阿绯盯着他,却见他垂着眸子,长睫掩住了眸色,阿绯觉得浑身有些发冷,很难受,几乎有些要打冷战了,却还忍着:“因为我想看看……起码让我们知道恩人长得什么模样。”
无名淡淡说:“不用。”
阿绯目不转睛地望着他,忽然坚定地说:“可是我想看,不如你让我看看吧。”
她竟然这么“死缠烂打”似的,南乡也觉得奇怪,一边啃着鱼肉一边扫视阿绯。

无名沉默了会儿,然后就抬眸看向阿绯,两人的目光隔着火堆相对,火光跳跃,在彼此的眼中燃烧。然后无名说道:“如果你非要看,那么就给你看看也无妨。”
南乡很是意外,一时连鱼都忘了吃,却见阿绯点头:“我想看。”她心中有个疑问,这一路走来,就在方才河畔那近距离对视的一刹那那疑问升到最高,就只差一层纸的距离似的,她疑心这个人就是她千方百计要找的人,可是却又觉得不可能,虽然理智上觉得不可能,但却挡不住心中那野草似疯狂蔓生的念头。
无名说道:“那好。”说着,他抬手在耳畔轻轻地一摸,将遮脸的面巾摘下。

展现在阿绯跟南乡跟前的,是一张平淡无奇的脸,有些老成,有些木讷,不知是天色的原因还是天生,肤色有些发黑,是一张放在人群中就会找不到的普通人的面孔。

无名看了阿绯一眼,然后说:“看到了吗。”
阿绯木呆呆地,南乡却说:“看到了,但是为什么要蒙着脸啊,我还以为你长得很丑。”
无名一笑,把面巾重新挡上,才淡淡说:“赶车风大。”

南乡奋力地吃了大半条鱼,吃的满嘴流油,肚子鼓起,疲惫地躺在阿绯膝头上睡去,无名见状,就说:“一块儿进车内睡吧。”
阿绯低着头,不应声。

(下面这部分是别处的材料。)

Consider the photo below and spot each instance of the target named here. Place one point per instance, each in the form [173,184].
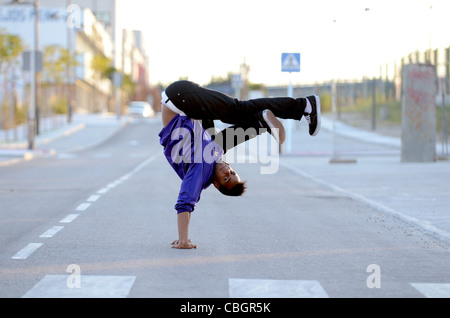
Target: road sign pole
[290,62]
[289,122]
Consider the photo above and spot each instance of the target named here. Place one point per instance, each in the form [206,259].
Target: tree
[101,66]
[57,59]
[11,46]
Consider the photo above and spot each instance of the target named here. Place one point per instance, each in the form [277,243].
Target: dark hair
[235,191]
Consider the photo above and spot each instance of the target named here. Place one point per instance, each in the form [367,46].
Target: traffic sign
[290,62]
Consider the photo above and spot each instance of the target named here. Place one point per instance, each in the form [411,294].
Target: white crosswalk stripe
[90,286]
[433,290]
[271,288]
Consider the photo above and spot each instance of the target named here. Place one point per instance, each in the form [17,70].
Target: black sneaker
[313,118]
[274,127]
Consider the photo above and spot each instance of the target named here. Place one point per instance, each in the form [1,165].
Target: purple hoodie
[193,155]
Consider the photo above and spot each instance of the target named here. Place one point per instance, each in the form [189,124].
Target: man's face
[224,175]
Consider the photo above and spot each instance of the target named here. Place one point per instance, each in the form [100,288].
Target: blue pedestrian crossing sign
[290,62]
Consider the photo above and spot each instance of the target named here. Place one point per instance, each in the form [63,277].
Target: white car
[140,109]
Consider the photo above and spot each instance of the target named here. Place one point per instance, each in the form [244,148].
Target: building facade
[87,32]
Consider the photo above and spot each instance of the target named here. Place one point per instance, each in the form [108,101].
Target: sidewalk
[85,131]
[417,193]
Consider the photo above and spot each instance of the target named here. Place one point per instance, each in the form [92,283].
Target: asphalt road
[99,223]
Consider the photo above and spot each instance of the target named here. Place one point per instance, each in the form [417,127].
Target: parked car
[140,109]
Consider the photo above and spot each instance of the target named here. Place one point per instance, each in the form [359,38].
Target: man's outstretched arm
[183,241]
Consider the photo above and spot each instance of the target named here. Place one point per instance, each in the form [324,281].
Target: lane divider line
[27,250]
[32,247]
[69,218]
[51,231]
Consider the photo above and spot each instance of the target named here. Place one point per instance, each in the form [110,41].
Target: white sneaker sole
[276,127]
[318,115]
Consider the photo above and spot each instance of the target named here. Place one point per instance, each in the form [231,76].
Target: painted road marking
[270,288]
[93,198]
[103,190]
[433,290]
[91,286]
[69,218]
[83,206]
[27,250]
[51,231]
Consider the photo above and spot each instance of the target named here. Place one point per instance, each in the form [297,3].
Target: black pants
[208,105]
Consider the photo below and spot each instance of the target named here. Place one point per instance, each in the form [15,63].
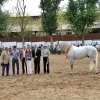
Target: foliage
[49,20]
[81,14]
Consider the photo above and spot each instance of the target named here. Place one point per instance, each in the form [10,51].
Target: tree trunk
[82,37]
[51,38]
[22,37]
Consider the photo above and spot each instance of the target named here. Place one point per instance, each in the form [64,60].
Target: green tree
[81,14]
[49,20]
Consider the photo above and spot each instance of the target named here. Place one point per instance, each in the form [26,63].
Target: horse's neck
[65,46]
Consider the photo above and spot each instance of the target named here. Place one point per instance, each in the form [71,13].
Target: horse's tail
[92,64]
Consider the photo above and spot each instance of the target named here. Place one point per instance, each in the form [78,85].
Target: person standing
[28,58]
[5,61]
[36,53]
[15,59]
[45,53]
[22,59]
[59,50]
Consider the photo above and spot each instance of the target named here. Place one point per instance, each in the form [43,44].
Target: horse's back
[82,52]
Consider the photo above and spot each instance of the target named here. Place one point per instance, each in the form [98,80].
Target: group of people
[25,56]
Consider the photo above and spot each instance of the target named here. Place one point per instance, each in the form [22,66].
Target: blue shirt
[15,54]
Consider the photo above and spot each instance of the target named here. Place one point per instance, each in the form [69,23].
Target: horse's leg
[95,60]
[71,64]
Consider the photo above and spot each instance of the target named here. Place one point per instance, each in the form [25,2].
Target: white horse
[73,52]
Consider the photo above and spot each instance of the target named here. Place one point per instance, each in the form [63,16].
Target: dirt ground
[58,85]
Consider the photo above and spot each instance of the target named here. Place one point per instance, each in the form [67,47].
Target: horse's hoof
[96,72]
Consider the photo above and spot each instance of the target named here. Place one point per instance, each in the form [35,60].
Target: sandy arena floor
[58,85]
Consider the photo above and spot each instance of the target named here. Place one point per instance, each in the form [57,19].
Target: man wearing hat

只是默默地站起来,起身的瞬间眼前发黑,几乎抱不住南乡。

无名见势不妙,一手揽住她一手把南乡接过去,阿绯喘了口气,对上他的眼睛,心中只觉得酸涩悲伤:她真是太久没见到傅清明了,所以会把一个平凡无奇的赶车人也会误认为是他吗?
是啊,当初她那样对他,他若无事,就算不是对她恨之入骨,那也必然是如她做的那个梦一样恼了她的,又怎会悄无声息回来,以如此面目接近她呢?
阿绯只是笑自己太疑神疑鬼,似乎还有些意志不坚的嫌疑。

当晚三人就在雪山脚下歇了一夜,次日南乡先醒来,小孩儿睡得早醒的更早,虽然小小的,浑身上下却像是精力无限,见阿绯还在睡,他便放轻了手脚,爬出车厢。
无名并没有就在车边儿,南乡疑惑地放眼看去,却见在清晨蒙蒙亮的薄曦之中,无名正在河边上,身子侧着俯身,似正在洗脸。
南乡一看他就高兴,当下跌跌撞撞下了马车,不敢高声叫怕惊醒阿绯,呼哧呼哧地往河边跑去。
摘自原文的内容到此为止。